I think the point of our session was just to say that, you know, you have a cell that’s really good at something. You know, it’s like a tank will be really good at power, but not at speed.

Blake Morrison (Interviewer): Right.

Dr. Fonseca: That’s what happens with plasma cells. What we would like to suggest is that…if you look across the board at other cancers, these principles would apply. They already do. You know, breast cancer and prostate cancer, they depend on hormones. So for some time, they can work. Hormonal inactivation can work, right? But one has to think about the cell of origin of multiple cancers because I am sure there’s a catalog of vulnerabilities that we’re not thinking about yet.

I am sure there’s a catalog of vulnerabilities that we’re not thinking about yet.

Blake Morrison (Interviewer): Yeah. That’s very interesting, you know, those…the two classes of agents you’re talking about have been around for almost 20 years.

Dr. Rafael Fonseca: Sure. Sure.

Blake Morrison (Interviewer): And we’re only, now, really understanding how they work. We know they work, and they work well, and they’ve been exploited for that benefit. But to understand precision, precisely how they work, you know, at the molecular level is very interesting.

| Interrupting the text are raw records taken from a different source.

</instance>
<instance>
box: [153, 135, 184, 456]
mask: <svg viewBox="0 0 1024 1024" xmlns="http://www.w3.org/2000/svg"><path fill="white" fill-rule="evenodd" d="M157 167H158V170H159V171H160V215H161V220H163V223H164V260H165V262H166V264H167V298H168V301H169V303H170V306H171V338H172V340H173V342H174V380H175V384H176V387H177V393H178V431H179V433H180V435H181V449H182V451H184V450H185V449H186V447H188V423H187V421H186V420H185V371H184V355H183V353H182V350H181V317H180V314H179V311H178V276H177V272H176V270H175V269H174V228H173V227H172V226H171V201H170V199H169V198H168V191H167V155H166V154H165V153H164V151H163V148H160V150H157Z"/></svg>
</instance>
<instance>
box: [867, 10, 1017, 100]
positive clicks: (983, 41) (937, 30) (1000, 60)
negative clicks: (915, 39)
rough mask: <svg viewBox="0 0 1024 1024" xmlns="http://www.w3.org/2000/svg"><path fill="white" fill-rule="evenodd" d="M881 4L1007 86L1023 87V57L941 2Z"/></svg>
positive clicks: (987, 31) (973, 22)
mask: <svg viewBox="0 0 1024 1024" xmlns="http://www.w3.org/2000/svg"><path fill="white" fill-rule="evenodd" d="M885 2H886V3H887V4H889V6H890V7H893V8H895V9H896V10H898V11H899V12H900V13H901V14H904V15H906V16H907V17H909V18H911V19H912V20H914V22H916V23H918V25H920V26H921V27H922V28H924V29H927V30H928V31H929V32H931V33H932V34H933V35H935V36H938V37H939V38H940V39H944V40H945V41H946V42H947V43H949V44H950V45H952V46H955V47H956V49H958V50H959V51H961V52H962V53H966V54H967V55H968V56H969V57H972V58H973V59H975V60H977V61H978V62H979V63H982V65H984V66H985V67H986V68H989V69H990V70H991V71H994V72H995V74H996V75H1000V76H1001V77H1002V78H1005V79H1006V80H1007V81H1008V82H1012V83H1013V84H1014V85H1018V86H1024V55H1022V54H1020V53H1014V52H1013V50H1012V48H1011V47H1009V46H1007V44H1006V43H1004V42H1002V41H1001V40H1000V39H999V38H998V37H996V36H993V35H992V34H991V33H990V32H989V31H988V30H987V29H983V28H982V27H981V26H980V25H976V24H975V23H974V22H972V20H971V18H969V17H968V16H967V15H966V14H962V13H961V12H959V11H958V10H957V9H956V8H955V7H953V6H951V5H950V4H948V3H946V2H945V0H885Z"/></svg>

Dr. Rafael Fonseca: Yeah. No. I think we’re very, you know, very excited, and I should have…I was pretty selfish. I think the yang includes many other things, you know, micro environment, amino therapy, and all sorts of other things. But it’s just to say that I think the one cancer is multi-pronged. We should keep going for the target that approaches position medicine, but let’s look at other pathways at the same time.

Blake Morrison (Interviewer): Thanks for sharing. Appreciate the lecture. That was a good one.

Dr. Rafael Fonseca: My pleasure. Thank you.